This is it. I got to go to Colombia and spent a couple days out at El Fenix, it was fucking incredible. The project is fantastic, the people are fantastic, the coffee is fantastic. We spent the whole time immersed in coffee. Miguel and his family are beautiful and lovely to the highest degree. It was probably the highlight of my coffee career so far... to be somewhere so beautiful and feel justified in going there.
This is the kind of coffee you only really get your hands on by going out to see the farm I reckon. We walked around the trees talking for ages, and me and Jess just kept banging on about how much we love Pink Bourbon, not just for flavour but also because the trees are cute and much easier to move between than most of the other varieties grown there - wush wush is a bitch. So Miguel offered us a table with a load of Pink Bourbon experimental processes, this is one of those do it once or twice and realise it's a chore things to produce.
Washed-Natural
This is trial process from Miguel Fajardo.
Cherries ferment for 24hours in water, then using a submergible pump they get transferred between carts. The pump is pretty aggressive so it pulps some of the fruit and passes a shitload of water through everything and mixes everything heavily, then the mix of pulped and intact cherries ferments for a further 72hours before being laid out to dry.

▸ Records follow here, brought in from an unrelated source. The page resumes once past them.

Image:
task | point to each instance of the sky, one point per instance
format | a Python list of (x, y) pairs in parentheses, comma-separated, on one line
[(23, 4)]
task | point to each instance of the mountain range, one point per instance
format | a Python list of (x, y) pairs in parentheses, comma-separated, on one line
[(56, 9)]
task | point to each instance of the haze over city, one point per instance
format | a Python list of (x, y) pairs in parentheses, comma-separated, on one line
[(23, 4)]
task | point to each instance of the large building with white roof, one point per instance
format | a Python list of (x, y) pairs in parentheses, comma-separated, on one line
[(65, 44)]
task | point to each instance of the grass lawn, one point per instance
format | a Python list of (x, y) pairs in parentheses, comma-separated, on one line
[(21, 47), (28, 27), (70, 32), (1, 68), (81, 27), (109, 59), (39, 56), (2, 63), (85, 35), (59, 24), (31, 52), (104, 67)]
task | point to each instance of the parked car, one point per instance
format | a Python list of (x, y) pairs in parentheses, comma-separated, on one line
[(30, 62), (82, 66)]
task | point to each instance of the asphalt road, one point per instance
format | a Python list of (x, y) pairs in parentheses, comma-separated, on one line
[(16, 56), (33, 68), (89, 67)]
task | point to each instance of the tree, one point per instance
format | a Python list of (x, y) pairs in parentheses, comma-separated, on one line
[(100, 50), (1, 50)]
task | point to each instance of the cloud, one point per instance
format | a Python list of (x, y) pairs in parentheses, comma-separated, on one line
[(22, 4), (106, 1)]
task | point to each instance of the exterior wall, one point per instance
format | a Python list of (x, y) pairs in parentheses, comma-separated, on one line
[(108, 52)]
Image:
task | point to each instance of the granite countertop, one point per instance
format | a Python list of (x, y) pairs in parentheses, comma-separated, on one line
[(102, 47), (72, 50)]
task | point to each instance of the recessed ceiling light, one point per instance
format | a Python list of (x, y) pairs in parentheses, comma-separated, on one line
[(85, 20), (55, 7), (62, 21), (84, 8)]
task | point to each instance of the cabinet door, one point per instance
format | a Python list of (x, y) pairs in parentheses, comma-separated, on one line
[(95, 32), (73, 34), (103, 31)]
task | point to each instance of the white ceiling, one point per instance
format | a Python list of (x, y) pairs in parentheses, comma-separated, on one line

The idea is increased complexity, and a body that's somewhere between the traditional processes. It totally works!
The Farm: El Fénix
El Fénix serves as Raw Material’s central hub in Colombia — more than just an office, it was developed with a long-term vision in mind. The site brings together three distinct but interconnected components: a rare-variety organic coffee farm, a post-harvest processing lab, and a community wet mill. These elements function together to support innovation in coffee production, processing, and trade.
Located in Calarcá, in the eastern municipality of Quindío, Colombia, El Fénix is ideally situated facing the Cauca Valley and the central mountain range. Its microclimate offers optimal conditions for coffee growing: strong sunlight reflected off the valley, an average annual rainfall of 2,275mm, and abundant freshwater from natural spring falls. This setting supports the growth of rare and experimental coffee varieties under organic farming conditions.
As a working farm and research space, El Fénix enables Raw Material to carry out selective breeding programs, experiment with new post-harvest processing techniques, and adapt farming practices to organic production. It also serves as a venue for hosting farm management and cupping courses for producers and roasters, all while building stronger relationships across the value chain.
Community Wet Mill
In addition to coffee production and research, El Fénix is home to a growing community wet mill — a collaborative infrastructure project initiated and crowdfunded with support from Raw Material. The goal is to offer smallholder producers in the surrounding area greater control over both quality and income.
The model allows Raw Material to purchase coffee in cherry form rather than parchment, enabling complete oversight of the post-harvest process to ensure consistency and maximize quality. Producers benefit not only from improved quality outcomes but also from a transparent, two-part payment system designed to stabilize cash flow.
The first payment is made when cherries are delivered — up to six weeks earlier than traditional parchment payments — at a fixed rate equivalent to COP 1,000,000 per carga of parchment. A second payment is made after export, based on the final price roasters pay. If the export price exceeds the benchmark, that added value is passed directly to the producers.
This system provides a meaningful step toward equity in the coffee value chain and demonstrates Raw Material’s commitment to delivering long-term, community-driven development through trade.